[Literature] Johann Gottlieb Fichte: Facts of Consciousness #6/65
3. We have here various new creations:
Firstly, there is as the ground of this newly-arisen consciousness of the image a real self-liberating, a self-liberating on the part of the life of knowledge itself. The determined consciousness, here of the image as the being of a determined freedom, is nothing but the result of the tearing itself loose from its chains on the part of free life, is simply the result of this determined higher life-development on the part of freedom itself. That standing and permanent being of freedom, which now is consciousness, is absolutely created through freedom. Hence this act appears even in consciousness as a gathering together and an exertion.
Secondly, there arises here the knowledge of an image as something altogether new. Did not, then, that external perception which preceded the reflection also contain an image, or not? If the life of consciousness is altogether free, as we have seen it to be, that external perception could surely have entered it only through its own freedom, and thus it seems that the image in external perception must also be always recognized as an image created by freedom. How to think such a thought we here lack even expression. But so much we can say, that the image of external perception could not have been created by a freedom of actualknowledge, since actual knowledge presupposes it as its starting-point, and that hence it is proper to say: external perception did contain not an image but a thing.
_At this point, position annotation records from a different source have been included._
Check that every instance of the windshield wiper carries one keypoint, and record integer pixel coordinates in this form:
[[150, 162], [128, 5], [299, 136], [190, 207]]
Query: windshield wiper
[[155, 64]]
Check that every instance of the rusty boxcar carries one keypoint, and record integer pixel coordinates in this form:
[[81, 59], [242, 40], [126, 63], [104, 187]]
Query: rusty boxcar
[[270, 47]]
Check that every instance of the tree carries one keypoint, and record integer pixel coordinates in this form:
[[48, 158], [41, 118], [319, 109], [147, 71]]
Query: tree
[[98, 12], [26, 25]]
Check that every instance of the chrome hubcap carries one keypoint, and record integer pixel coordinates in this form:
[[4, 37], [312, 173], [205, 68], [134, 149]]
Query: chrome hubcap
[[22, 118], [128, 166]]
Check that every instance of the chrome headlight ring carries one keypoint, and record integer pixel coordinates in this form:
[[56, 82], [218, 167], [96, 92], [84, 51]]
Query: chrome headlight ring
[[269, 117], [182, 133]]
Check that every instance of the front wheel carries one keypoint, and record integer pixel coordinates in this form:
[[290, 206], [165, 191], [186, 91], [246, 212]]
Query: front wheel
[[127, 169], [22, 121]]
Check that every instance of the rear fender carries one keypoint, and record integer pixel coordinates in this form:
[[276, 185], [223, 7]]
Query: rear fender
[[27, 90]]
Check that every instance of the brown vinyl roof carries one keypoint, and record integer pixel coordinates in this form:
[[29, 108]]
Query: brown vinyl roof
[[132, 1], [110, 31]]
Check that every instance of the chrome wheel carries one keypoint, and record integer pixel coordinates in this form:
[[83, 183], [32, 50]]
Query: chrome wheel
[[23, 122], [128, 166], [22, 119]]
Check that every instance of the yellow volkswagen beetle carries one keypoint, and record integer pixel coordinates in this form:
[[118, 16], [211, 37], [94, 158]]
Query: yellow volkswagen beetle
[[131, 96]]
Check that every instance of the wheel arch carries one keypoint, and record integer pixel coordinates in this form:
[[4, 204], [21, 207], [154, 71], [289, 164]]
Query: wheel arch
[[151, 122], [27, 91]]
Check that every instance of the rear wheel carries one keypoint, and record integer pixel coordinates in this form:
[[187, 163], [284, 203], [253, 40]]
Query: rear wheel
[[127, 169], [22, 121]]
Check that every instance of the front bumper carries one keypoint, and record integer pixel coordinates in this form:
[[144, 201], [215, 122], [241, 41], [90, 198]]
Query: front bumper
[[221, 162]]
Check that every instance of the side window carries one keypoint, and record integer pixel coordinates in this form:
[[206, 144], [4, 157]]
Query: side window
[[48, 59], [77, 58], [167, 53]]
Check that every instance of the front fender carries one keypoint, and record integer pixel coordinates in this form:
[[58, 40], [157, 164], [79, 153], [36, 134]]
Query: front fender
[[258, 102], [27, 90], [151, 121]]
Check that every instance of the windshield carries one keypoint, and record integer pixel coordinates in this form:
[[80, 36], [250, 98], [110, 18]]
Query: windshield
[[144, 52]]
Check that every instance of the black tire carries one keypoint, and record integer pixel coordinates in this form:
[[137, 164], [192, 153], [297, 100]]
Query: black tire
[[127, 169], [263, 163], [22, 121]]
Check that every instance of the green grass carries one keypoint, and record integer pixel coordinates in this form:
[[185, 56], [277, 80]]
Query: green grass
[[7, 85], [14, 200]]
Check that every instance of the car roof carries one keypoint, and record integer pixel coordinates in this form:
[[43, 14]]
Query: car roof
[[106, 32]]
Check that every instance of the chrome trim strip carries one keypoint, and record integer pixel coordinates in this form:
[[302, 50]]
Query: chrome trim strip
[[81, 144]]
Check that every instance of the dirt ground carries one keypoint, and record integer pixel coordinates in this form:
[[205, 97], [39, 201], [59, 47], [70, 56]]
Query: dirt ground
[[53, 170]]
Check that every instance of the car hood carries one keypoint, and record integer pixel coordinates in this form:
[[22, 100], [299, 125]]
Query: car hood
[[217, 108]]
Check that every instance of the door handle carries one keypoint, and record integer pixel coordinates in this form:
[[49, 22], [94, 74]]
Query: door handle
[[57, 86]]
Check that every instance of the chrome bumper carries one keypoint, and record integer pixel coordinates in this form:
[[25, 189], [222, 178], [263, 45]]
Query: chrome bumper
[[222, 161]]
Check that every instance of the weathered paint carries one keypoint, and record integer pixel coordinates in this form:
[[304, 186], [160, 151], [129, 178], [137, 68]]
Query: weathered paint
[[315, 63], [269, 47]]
But this is merely preliminary. Let us now enter upon a more profound description of the freedom, arisen through this new life-development, in its relation to the image.
In external perception we had, firstly, a limitation of the external sense through a determined quality; for instance, of a red color. Hence the freedom opposed to it, the liberation from that confinedness, must consist in a power to freely produce such images of qualities; for instance, an image of not only a red color, but also a yellow color, &c.: a free power of imaging, a power of imagination in regard to sensuous qualities. But since an image of a quality is not possible without a previous actual affection through the external sense, and since a good supply is necessary for a free oppositing of many such images, it follows that life must have existed in a condition of mere perception for some length of time in order to be able to rise to such a freedom of imagination.
In external perception we had, secondly, a contemplation of extension, and a contemplation of the thing perceived which was confined precisely to this figure, this size, and this location in universal space. Hence the liberation from this sort of confinedness must consist in this, that the imagination, though always confined to extension in general, has a powder to freely imagine figure, size, and location.
External perception involved, finally, an objectivating thinking. This, while remaining, on the whole, the same—namely, in that the product of imagination is also objectivated or externalized—must be changed so (the limitation of the external sense in general having vanished) that it is posited as the thinking of an object not actual and in fact existing, but merely imagined and freely thought.
Thus the freedom of imagination is actually a real liberation of spiritual life. For, while we wake, our external sense is still determined and affected by that power which as yet is to us unknown; and it is only imagination which lifts us above this affection through the senses, and makes us capable of withdrawing ourselves from its influences by withdrawing our perception and surrendering ourselves exclusively to the productions of the imagination, thus freely creating an entirely different sequence of time, which has no connection whatever with the time-sequence' of sensuous development. In children, during the first years of their lives, this power of abstracting from sensuous impressions doubtless does not exist, and hence also not the power of free imagination. In grown-up persons the strength of this power of abstraction has various grades, according to the standard of their spiritual development. Archimedes was not disturbed in his geometrical constructions by the tumult of a conquered city; but it is a different question whether he would not have been disturbed had a stroke of lightning flashed down near him.
Let us now investigate this still more profoundly by rising from the determined external characteristics of this new freedom to its inner form.
1. In external perception the life of knowledge has causality through its mere being; and, moreover, a determined causality, since causality in general is nothing real, but a mere thought.